Debug info collected and could be accessed via http:// <XMS IP Address> /XtremApp/DebugInfo/104dd1a0b9f56adf7f0921d2f154329a.tar.xz

Important Note: If you have more than one cluster managed by the XMS server, you will need to select the specific cluster.

xmcli (e012345)> show-clusters

Cluster-Name Index State  Gates-Open Conn-State Num-of-Vols Num-of-Internal-Volumes Vol-Size UD-SSD-Space Logical-Space-In-Use UD-SSD-Space-In-Use Total-Writes Total-Reads Stop-Reason Size-and-Capacity

XIO-0881     1     active True       connected  253         0                       60.550T  90.959T      19.990T              9.944T              44

2.703T     150.288T    none        4X20TB

XIO-0782     2     active True       connected  225         0                       63.115T  90.959T      20.993T              9.944T              20

7.608T     763.359T    none        4X20TB

XIO-0355     3     active True       connected  6           0                       2.395T   41.111T      1.175T               253.995G            6.
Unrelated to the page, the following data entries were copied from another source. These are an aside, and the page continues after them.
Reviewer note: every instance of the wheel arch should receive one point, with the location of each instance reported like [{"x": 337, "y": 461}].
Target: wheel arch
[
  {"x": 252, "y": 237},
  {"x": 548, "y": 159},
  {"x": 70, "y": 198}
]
251T       1.744T      none        2X40TB

xmcli (e012345)> create-debug-info cluster-id=3

5. Once the ‘create-debug-info‘ command completes, you can use a web browser to navigate to the HTTP address link that’s provided in the terminal session window.  After navigating to the link, you’ll be presented with a pop-up window asking you to save the log file package to your local machine.  Save the log file package to your local machine for later upload.
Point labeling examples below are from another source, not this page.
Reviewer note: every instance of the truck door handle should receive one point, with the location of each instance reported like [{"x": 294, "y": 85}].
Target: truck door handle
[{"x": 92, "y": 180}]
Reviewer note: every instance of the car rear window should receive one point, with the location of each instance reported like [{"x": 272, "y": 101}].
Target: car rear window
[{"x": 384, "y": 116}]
6. Attach the XtremIO dossier log file package you downloaded to the EMC Service Request (SR) you currently have open or are in the process of opening.  Use the ‘Attachments’ (the paperclip button) area located on the Service Request page for upload.
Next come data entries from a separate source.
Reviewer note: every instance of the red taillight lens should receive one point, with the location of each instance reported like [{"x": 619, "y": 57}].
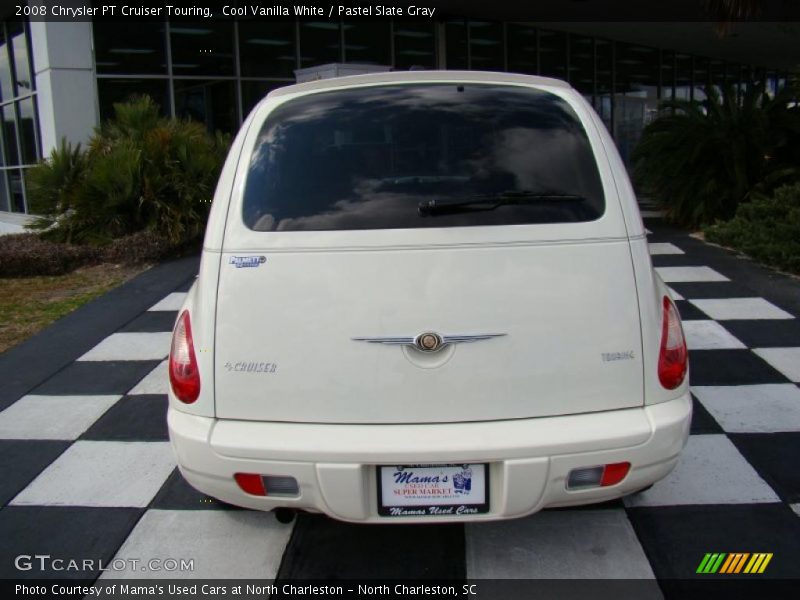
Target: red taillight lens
[
  {"x": 183, "y": 373},
  {"x": 672, "y": 358},
  {"x": 251, "y": 483}
]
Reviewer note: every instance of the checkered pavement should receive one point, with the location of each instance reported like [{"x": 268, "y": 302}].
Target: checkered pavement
[{"x": 86, "y": 469}]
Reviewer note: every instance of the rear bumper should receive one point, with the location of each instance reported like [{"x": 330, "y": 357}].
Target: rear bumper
[{"x": 528, "y": 459}]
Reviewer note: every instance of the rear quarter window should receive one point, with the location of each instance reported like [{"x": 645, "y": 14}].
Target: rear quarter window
[{"x": 422, "y": 155}]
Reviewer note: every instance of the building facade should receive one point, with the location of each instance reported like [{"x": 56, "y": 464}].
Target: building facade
[{"x": 61, "y": 79}]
7. You also have the ability to view a historical listing of all XtremIO dossier log file packages that are currently available on your system. To view them, issue the following XtremIO CLI command: show-debug-info. A series of log file packages will be listed.  It’s possible EMC may request a historical log file package for baseline information when troubleshooting.  To download, simply reference the HTTP links listed under the ‘Output-Path‘ header and input the address into your web browser’s address bar to start the download.

Example:

xmcli (tech)> show-debug-info
 Name  Index  System-Name   Index   Debug-Level   Start-Time                 Create-Time               Output-Path
 1      XtremIO-SVT   1       medium        Mon Aug 14 15:55:10 2017   Mon Aug 14 16:09:40 2017  http://<XMS IP Address>/XtremApp/ DebugInfo/1aaf4b1acd88433e9aca5b022b5bc43f.tar.xz
 2      XtremIO-SVT   1       medium        Mon Aug 14 15:55:10 2017   Mon Aug 14 16:09:40 2017  http://<XMS IP Address>/XtremApp/ DebugInfo/af5001f0f9e75fdd9c0784c3d742531f.tar.xz

That’s it! It’s a fairly straightforward process.